2.         Was motiviert eine Person dazu, moralisch zu handeln?

In beiden Fragen stehen sich in der Philosophie der Gegenwart sogenannte „Internalisten“ und „Externalisten“ gegenüber. Internalisten bezüglich normativer moralischer Gründe – auch „Rationalisten“ genannt – behaupten, dass die Moral uns notwendigerweise normative Gründe gibt: Es gehöre zur Bedeutung bestimmter moralischer Begriffe wie moralischer Richtigkeit, moralischer Verpflichtung oder moralischen Sollens, dass es einen guten Grund gibt, ihnen entsprechend zu handeln. Da normative Gründe Handlungen rational machen (rechtfertigen), ist Moral damit ein Spezialfall praktischer Rationalität. Von Externalisten wird dies bestritten: Sie leugnen die rationale Autorität der Moral.
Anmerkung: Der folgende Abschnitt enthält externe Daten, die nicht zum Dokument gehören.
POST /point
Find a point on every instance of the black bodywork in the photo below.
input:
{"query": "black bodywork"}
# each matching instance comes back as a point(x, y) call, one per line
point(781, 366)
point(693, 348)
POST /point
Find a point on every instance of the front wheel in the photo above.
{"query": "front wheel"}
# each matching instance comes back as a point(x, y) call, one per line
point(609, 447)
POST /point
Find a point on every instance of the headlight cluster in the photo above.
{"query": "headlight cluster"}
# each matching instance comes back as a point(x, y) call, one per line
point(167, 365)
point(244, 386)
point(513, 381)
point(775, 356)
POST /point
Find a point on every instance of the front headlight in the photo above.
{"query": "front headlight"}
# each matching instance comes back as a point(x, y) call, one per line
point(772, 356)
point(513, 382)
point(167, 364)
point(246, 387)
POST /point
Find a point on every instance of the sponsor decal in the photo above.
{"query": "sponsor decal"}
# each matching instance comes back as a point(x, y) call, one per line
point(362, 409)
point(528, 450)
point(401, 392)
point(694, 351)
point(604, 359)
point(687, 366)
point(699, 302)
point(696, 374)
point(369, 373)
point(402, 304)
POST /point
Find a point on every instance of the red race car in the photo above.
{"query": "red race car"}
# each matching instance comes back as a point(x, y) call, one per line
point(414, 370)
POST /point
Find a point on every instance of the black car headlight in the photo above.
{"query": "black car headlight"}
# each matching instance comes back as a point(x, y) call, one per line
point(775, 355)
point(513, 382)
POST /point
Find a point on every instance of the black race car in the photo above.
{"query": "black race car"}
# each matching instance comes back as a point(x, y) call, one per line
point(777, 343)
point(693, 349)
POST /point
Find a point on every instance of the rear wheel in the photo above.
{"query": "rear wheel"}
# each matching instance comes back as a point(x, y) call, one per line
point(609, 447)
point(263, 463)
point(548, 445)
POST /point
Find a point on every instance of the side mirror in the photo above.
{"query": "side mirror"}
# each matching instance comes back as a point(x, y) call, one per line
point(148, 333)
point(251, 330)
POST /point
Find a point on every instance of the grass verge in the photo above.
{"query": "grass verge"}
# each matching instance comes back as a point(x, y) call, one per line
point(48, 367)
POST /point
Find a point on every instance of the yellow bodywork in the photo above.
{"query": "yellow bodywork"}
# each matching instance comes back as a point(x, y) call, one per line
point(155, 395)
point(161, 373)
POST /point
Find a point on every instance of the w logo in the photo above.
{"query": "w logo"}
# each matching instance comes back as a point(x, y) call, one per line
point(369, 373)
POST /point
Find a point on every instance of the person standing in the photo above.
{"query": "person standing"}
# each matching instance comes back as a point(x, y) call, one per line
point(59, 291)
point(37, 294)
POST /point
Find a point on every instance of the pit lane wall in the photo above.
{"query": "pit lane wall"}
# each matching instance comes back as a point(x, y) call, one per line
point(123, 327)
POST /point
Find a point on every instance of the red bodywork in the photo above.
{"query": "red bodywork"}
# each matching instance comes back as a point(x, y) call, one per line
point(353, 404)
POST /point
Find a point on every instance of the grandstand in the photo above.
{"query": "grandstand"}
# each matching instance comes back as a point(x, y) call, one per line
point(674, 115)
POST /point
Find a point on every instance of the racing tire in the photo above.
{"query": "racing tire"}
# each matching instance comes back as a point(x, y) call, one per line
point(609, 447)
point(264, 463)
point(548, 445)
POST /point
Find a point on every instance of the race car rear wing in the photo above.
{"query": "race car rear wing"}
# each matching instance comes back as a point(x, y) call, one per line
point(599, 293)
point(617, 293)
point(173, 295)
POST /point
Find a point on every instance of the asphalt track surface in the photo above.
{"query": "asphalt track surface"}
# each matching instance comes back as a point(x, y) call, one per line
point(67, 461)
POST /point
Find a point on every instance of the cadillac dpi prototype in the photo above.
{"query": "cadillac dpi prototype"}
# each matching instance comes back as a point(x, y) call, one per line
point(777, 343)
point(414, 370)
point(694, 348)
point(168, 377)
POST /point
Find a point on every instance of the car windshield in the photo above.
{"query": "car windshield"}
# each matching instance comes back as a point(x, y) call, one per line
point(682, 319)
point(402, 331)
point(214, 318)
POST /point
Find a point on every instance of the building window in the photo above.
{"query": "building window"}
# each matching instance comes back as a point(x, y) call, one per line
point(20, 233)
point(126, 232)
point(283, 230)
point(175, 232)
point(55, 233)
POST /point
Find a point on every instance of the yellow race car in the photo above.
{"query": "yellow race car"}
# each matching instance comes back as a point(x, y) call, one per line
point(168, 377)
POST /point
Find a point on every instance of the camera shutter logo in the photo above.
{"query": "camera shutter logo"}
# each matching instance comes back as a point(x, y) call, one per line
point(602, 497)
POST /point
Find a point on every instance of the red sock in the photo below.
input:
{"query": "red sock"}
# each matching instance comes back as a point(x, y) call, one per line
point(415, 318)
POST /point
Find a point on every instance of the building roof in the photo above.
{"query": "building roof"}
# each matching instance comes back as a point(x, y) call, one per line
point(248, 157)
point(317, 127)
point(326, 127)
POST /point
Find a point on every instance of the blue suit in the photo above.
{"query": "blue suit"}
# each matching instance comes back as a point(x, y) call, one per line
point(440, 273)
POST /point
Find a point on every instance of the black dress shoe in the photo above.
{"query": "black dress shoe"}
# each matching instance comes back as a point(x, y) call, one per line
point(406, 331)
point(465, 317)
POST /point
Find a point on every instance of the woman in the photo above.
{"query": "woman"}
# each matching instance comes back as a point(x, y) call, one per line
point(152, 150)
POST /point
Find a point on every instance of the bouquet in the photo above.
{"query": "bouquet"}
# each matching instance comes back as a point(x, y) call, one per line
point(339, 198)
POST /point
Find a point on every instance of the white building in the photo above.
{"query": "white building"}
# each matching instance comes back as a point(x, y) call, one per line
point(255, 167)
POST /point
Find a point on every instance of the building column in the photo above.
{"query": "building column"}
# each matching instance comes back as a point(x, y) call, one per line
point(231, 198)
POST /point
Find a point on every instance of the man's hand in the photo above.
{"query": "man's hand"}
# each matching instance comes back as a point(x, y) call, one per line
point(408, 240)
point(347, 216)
Vom Internalismus und Externalismus bezüglich normativer moralischer Gründe zu unterscheiden sind Internalismus und Externalismus bezüglich moralischer Motivation. In dieser zweiten Debatte geht es darum, ob moralische Urteile notwendigerweise zum Handeln motivieren. Internalisten bejahen diese Frage, Externalisten verneinen sie. Für den Internalismus spricht, dass Diskrepanzen zwischen moralischem Urteil und tatsächlichem Handeln der Erklärung bedürfen. Sollten wir hier und jetzt aufrichtig äußern, dass wir Glücksspiel für moralisch verwerflich halten, und Sie erwischten uns heute Abend im Spielcasino, bedürfte das einer Erklärung, etwa dergestalt, dass wir gelogen haben oder uns zumindest über unsere eigenen Überzeugungen nicht im klaren waren. Man könnte auch vermuten, dass wir willensschwach sind oder einfach nur referiert haben, was allgemein für moralisch gehalten wird. Entscheidend ist, dass in diesem Fall unser Handeln eine Erklärung verlangt, weil wir davon ausgehen, dass unsere moralischen Urteile einen direkten Einfluss auf unser Handeln haben.

Wie aber motiviert uns die Moral? Kann es überhaupt Motive jenseits dessen geben, was wir immer schon wollen? Ein klares Nein auf diese Frage gibt David Hume. Ihn und seine Nachfolger eint die weit über die Philosophie hinaus verbreitete Auffassung, dass Vernunft und Wissen allein nicht zum Handeln motivieren können. Stattdessen gehe alle motivierende Kraft von den „konativen“ Einstellungen der handelnden Person aus, die in ihrer Gesamtheit den „kognitiven“ Urteilen der Vernunft entgegengestellt und technisch als „Pro-Einstellungen“ bezeichnet werden, oftmals auch schlicht als „Wünsche“. Gemäß der Standardinterpretation sind Wünsche dabei rein funktionale Handlungsdispositionen.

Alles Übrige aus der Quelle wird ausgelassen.